The two primitive endocardial tubes are formed of ______ and ______ and come together to form _________

Answer 66

endothelial cells
surrounded by splanchnic mesoderm

primitive heart tube

Question 67

The primitive heart tube begins to beat by day ______!

Answer 67

22

Question 68

Inner layer of heart tube (endothelial lining) → ?

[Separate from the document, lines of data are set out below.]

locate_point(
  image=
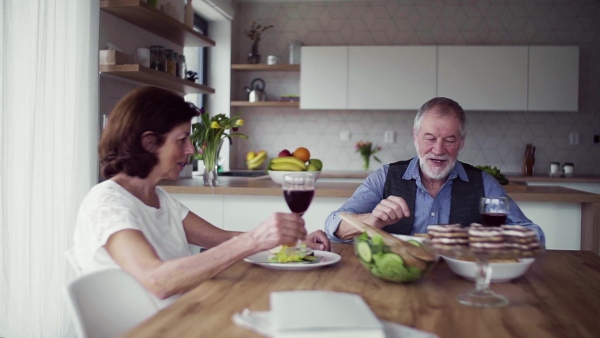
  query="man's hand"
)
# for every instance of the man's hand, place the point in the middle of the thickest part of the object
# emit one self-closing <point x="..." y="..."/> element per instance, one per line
<point x="388" y="211"/>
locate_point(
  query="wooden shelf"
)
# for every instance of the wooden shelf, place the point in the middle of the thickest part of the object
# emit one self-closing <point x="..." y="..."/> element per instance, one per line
<point x="262" y="67"/>
<point x="149" y="76"/>
<point x="149" y="18"/>
<point x="281" y="104"/>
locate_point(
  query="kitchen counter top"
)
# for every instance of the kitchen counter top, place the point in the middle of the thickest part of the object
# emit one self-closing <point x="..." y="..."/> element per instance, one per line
<point x="329" y="186"/>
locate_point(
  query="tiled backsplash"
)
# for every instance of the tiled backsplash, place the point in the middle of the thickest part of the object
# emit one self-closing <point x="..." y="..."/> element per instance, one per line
<point x="495" y="138"/>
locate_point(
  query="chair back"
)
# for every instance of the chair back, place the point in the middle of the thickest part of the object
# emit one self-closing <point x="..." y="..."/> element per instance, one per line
<point x="70" y="254"/>
<point x="106" y="303"/>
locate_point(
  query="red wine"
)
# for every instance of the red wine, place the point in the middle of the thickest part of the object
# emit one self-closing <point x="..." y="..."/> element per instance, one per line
<point x="298" y="200"/>
<point x="493" y="219"/>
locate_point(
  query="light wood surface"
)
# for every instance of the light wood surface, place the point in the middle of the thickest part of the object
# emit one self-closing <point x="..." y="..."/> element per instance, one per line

Outer layer of heart tube (splanchnic mesoderm) → ?

Answer 68

Inner layer of heart tube (endothelial lining) → endocardium

Outer layer of heart tube (derived from mesoderm) → myocardium and epicardium

Question 69

Pre loop 7 main structures

Answer 69

straight heart tube

From head to toe:

1) Aortic root
2) Truncus
3) Bulbus cordis
4) Primitive ventricle
5) AV sulcus
6) Primitive atria
7) Sinus venosus

Question 70

Truncus –> ?

Answer 70

aortic/pulmonary valves and great vessels (ascending aorta, pulmonary trunk)

Question 71

Bulbus cordis –>

Answer 71

RV

Question 72

Primitive ventricle –>

Answer 72

LV

Question 73

AV sulcus –>

Answer 73

interventricular septum

connection between primitive atria and primitive ventricle

Question 74

Primitive atria –>

Answer 74

atria

Question 75

Sinus venosus –>

Answer 75

part of RA and coronary sinus

Question 76

Conus –>

Answer 76

outflow tract (infundibula) of both ventricles

Question 77

Cardiac looping

Answer 77

day 23-25

• Cardiac tube grows faster than rest of embryo, causing looping
• Normally, heart loops to right of embryo (D loop)
• Bulbus cordis (RV) drops down to right of embryo, with primitive ventricle (LV) to left
• Primitive atria loops up posteriorly
• Long axis of AV canal initially cephalic → caudal, but with looping becomes anterior → posterior (Atria behind ventricles)

Question 78

Post loop

Answer 78

septation begins, great arteries form

Question 79

The sinus venosus gets blood returned from the fetal body via what 3 sets of veins?

Answer 79

1) Umbilical vein (O2 blood from placenta)
- disappears after birth

2) Vitelline vein (from yolk sac)
3) Cardinal vein (drains embryo, deox blood from fetus)

Question 80

R Umbilical vein → ?

L Umbilical vein → ?

Answer 80

R Umbilical vein → disappears

L Umbilical vein → ductus venosus (disappears after birth)

Question 81

R Vitelline Vein → distal = ?, proximal = ?

L Vitelline Vein → ?

Answer 81

R Vitelline Vein → SMA (distal), suprahepatic portion of IVC (proximal), and hepatic sinusoids

L Vitelline Vein → hepatic sinusoids

Question 82

R Cardinal Vein → ?

L Cardinal Vein → ?

Answer 82

R Cardinal Vein → SVC, brachiocephalic vein, innominate veins

L Cardinal Vein → Ligament of Marshall

Question 83

The ascending aorta comes from ________, while the descending aorta comes from the __________

Answer 83

aortic sac

left dorsal aorta

Question 84

There are _____ aortic arches

Answer 84

6

Question 85

1st aortic arch –> ?

Answer 85

first to disappear

-contributes to maxilary and eternal carotid arteries

Question 86

2nd aortic arch –>?

Answer 86

Disappears

Dorsal portion –> stapedial artery

Question 87

3rd aortic arch –> ?

Answer 87

carotid arteries

Question 88

4th aortic arch –> ?

Answer 88

Right side –> R. braciocephalic artery, right subclavian artery

Left side –> transverse aortic arch

Question 89

5th aortic arch –> ?

Answer 89

disappears

Question 90

6th aortic arch –> ?

Answer 90

proximal portion of right –> proximal right pulmonary artery

proximal portion of left –> proximal left pulmonary artery

Distal portion of left –> ductus arteriosus

Question 91

How are the great vessels formed from the conus, truncus, and aortic sac?

Answer 91

Septation of conus (merge with ventricular septum caudally)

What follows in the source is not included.